In presenting the motivation behind her work, the Roanoke based author points to the unexpected heroes she’s drawn to. They fight the odds—against racial injustice, against the industry-crushing dumping of international goods, against the wholesale release of opioids in a rural community, and against the losses of a region in a globalized economy. The stories play out over years, and she says she gained access to them, “only by being rooted in one place over decades.”
Macy’s view over those decades and her deep exploration of generations in one place is a gift of hope. We need these stories of an illiterate maid fighting for her sons, a Galax furniture maker committed to local manufacturing, and small town leaders fighting a scourge of drugs in their community. We need these stories of improbable victories, for they fuel more improbable victories, and too often, they aren’t told.

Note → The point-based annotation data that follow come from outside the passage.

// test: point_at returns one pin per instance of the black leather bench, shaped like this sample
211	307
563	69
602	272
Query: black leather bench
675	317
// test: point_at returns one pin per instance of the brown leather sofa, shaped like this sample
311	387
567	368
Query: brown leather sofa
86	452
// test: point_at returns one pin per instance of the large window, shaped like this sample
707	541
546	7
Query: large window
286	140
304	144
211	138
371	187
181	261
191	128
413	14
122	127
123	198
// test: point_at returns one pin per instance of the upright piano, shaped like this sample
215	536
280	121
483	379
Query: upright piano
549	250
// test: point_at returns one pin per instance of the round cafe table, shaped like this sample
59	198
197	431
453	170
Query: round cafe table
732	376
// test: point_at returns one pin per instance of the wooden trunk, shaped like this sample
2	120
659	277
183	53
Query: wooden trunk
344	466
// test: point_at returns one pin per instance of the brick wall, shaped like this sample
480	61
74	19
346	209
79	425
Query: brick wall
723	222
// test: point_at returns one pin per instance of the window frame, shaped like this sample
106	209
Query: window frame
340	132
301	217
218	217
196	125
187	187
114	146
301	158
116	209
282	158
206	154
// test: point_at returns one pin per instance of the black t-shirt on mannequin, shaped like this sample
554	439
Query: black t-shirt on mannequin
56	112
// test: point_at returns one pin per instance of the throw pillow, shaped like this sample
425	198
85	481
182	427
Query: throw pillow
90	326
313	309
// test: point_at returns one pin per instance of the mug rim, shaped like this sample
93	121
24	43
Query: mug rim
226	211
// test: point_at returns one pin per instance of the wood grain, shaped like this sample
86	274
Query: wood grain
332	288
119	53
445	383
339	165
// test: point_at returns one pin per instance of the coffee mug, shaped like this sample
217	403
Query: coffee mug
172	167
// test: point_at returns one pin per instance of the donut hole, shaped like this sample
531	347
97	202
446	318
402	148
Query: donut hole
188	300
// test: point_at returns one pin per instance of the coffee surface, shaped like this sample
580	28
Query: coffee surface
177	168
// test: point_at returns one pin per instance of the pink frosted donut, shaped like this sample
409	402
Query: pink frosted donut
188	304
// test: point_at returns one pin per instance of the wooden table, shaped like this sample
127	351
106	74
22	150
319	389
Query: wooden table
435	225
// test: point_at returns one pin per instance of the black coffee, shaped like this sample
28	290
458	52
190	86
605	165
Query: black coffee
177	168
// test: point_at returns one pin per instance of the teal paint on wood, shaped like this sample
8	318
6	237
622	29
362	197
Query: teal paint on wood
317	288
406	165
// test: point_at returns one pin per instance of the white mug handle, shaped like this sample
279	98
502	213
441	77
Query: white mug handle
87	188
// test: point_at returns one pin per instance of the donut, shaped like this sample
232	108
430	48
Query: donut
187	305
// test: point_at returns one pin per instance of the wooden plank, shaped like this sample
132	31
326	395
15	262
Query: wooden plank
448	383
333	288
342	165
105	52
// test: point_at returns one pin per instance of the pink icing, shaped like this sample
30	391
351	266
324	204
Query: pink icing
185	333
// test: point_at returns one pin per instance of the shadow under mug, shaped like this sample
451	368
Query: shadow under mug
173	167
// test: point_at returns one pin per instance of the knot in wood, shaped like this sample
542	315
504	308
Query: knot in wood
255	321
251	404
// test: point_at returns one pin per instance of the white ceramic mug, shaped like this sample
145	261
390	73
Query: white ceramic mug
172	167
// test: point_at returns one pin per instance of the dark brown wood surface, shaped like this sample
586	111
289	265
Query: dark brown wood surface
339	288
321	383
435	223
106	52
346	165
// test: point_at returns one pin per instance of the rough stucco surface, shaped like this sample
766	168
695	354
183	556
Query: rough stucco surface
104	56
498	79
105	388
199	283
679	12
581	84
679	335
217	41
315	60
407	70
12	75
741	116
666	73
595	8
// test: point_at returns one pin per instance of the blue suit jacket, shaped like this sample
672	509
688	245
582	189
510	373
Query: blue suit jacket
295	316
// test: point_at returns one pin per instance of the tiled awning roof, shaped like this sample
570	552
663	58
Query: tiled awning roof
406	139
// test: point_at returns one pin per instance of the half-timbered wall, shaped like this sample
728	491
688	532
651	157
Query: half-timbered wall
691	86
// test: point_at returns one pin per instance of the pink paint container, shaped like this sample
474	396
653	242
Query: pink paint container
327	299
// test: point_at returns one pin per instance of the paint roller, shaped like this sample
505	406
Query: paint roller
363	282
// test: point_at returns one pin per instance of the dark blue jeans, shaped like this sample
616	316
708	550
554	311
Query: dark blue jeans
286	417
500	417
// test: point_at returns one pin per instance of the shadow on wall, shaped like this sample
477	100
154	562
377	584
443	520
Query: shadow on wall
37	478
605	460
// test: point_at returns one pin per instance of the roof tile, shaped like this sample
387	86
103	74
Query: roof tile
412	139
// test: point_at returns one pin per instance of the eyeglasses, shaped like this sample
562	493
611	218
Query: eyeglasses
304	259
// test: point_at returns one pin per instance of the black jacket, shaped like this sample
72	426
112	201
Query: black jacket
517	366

In the forward to the newest edition of Hope in the Dark (Haymarket Books, 2016), historian Rebecca Solnit shows us what happens without this history. “The status quo would like you to believe it is immutable, inevitable, and invulnerable, and lack of memory of a dynamically changing world reinforces this view. In other words, when you don’t know how much things have changed, you don’t see that they are changing or that they can change.” And if you don’t think things can change, you don’t fight.
Macy’s books reinforce our agency. They shore up our will to work against the odds, inspiring us to play our own meaningful and necessary role in the community. We can, they tell us, shape our society.
Take the local bookstore. It’s been called a post-Amazon dinosaur. Many have written off what was an important third place—a place for gathering and community, a place for discussion and thought, a place worthy of us. In a small space in 16 West Marketplace, Doloris Vest sees possibility at the horizon. There’s something worth working toward, and it’s just beyond the obstacles and challenges too often presented by the well-intentioned as insurmountable. Their cautionary advice is offered with something like, “That’s just the way it is today.”
But, Doloris asks, will it be that way tomorrow? And then she gets to work.
Thanks, Beth, and good luck, Doloris. We believe it’s possible.